Venous blood samples were taken in the morning following a 12-hour overnight fast. The serum 25(OH)D level was measured using an electrochemiluminescence enzyme immunoassay method (ADVIA Centaur; USADPC Co., USA). Vitamin D deficiency was defined as a 25(OH)D serum concentration of ≤10 ng/ml (25 nmol/l).
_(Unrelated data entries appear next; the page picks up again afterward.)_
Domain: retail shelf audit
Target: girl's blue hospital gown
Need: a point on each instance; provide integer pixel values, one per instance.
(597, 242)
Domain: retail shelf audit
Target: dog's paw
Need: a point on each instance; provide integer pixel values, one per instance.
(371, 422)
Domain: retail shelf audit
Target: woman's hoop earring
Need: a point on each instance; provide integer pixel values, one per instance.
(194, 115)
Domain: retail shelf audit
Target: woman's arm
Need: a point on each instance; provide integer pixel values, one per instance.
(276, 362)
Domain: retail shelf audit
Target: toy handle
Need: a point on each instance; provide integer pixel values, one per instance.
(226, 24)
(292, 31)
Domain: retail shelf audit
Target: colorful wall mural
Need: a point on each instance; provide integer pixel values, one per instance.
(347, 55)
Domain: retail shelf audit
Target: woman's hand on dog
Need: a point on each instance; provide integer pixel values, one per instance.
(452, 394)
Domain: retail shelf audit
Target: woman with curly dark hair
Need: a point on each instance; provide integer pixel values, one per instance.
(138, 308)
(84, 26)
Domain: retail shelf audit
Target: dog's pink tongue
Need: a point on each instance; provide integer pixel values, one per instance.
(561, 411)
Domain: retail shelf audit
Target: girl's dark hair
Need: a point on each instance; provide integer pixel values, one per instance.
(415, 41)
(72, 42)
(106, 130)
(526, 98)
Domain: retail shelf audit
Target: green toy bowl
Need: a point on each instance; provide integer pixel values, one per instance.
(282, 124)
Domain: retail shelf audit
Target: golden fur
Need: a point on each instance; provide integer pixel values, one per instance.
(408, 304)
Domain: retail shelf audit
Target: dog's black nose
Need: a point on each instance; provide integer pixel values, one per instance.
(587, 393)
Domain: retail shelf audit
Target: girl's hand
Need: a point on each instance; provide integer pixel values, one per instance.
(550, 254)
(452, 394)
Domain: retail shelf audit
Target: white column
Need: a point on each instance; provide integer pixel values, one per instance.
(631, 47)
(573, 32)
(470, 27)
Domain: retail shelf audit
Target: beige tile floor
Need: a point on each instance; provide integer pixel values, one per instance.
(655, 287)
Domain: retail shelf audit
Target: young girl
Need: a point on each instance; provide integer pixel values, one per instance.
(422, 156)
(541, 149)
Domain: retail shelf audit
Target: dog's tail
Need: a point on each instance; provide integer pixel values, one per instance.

A level of 10-20 ng/ml (25-50 nmol/l) was defined as vitamin D insufficiency, whereas a level of ≥20 ng/ml was considered sufficient/optimal [15,16].

Those identified as having vitamin D deficiency were evaluated for pain intensity using a pain VAS at the beginning. The VAS measurement was repeated at 3 months because there was no homogeneity in pain frequency amongst the children. After 1 month of vitamin D treatment, the children underwent measurement of serum vitamin D, calcium, PTH and urine calcium/creatinine levels, in order to check if the vitamin D dose had been effective and to monitor side effects such as hypercalcemia.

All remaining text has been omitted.